I took a deep breath. If Zack had to learn to be a man by facing Pa with humility, I suppose today was the day when I had to learn to stand up and be a woman by facing Thomas Starr King and Leland Stanford with honesty and humility, too.
I would have to face them both, and tell them what I knew about Cal. And I would have to tell them I had known it yesterday, in time to have stopped him. I would have to apologize. I would have to admit to the two great men of California that they had entrusted too much faith in me, and that I had not been worthy of it. And I would have to beg their forgiveness for allowing over forty thousand dollars of Union contributions to be speeding along its way south toward the government of the Confederate States of America.
“So I take it you won’t be wanting a ticket, after all, Miss Corrie?” said Mr. Daws.
I sighed. “I might as well buy it now,” I said. “Yes, I do want one, Mr.

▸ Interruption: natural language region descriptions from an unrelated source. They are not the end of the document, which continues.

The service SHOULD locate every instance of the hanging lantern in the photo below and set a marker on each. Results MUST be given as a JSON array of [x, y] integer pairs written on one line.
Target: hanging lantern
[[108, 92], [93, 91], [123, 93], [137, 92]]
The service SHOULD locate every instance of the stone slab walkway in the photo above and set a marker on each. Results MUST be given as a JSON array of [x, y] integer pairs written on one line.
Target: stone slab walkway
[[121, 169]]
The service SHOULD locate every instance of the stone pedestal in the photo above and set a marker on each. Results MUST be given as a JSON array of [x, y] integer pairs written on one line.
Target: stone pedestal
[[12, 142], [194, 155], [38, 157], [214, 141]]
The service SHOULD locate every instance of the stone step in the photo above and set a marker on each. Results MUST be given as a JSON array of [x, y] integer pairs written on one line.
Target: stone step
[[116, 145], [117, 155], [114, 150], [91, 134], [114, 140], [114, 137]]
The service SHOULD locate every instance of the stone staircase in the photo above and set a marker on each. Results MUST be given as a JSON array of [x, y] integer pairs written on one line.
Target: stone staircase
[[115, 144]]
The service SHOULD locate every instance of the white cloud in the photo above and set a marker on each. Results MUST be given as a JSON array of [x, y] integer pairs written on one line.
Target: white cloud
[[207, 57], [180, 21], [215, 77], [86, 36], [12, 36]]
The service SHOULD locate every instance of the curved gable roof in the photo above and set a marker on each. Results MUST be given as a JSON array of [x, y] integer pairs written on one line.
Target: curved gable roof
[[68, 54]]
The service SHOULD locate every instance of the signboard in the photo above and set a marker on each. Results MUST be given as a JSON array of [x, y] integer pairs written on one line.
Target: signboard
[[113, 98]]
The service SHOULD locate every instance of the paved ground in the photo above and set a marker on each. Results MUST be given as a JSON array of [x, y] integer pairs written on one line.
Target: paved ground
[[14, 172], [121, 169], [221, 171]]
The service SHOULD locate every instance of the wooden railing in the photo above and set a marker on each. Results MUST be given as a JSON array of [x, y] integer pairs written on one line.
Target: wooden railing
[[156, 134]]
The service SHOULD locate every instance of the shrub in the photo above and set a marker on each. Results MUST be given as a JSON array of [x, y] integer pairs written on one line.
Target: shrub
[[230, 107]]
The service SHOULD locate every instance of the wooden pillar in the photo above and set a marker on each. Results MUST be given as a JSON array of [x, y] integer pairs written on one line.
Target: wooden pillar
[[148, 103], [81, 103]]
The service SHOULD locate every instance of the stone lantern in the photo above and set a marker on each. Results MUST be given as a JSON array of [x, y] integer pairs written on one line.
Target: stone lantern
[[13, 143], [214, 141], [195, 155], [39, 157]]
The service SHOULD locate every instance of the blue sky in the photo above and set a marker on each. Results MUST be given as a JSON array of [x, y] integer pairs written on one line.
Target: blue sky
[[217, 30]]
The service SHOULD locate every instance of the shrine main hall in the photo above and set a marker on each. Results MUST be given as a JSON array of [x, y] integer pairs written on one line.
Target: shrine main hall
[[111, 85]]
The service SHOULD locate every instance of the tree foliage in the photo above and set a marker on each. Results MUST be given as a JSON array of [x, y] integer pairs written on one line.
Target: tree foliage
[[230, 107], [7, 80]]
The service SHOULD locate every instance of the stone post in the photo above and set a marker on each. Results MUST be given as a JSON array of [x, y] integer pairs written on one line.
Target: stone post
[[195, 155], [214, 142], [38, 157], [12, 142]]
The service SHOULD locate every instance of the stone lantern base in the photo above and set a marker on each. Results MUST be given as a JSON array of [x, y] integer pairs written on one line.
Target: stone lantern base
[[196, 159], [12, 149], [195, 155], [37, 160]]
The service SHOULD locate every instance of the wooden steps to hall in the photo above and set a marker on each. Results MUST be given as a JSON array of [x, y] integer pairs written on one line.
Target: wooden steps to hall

Daws. Give me a ticket north for Miracle Springs, on tomorrow’s stage.”
“Round trip, Miss Corrie?”
“No, Mr. Daws. One way will be sufficient. I don’t know that I will be coming back to Sacramento anytime soon.”
“Your business here all done?”
Again I sighed. “Not quite. I have some very unpleasant business to attend to this afternoon,” I said. “But by tomorrow, yes, my business will be done.”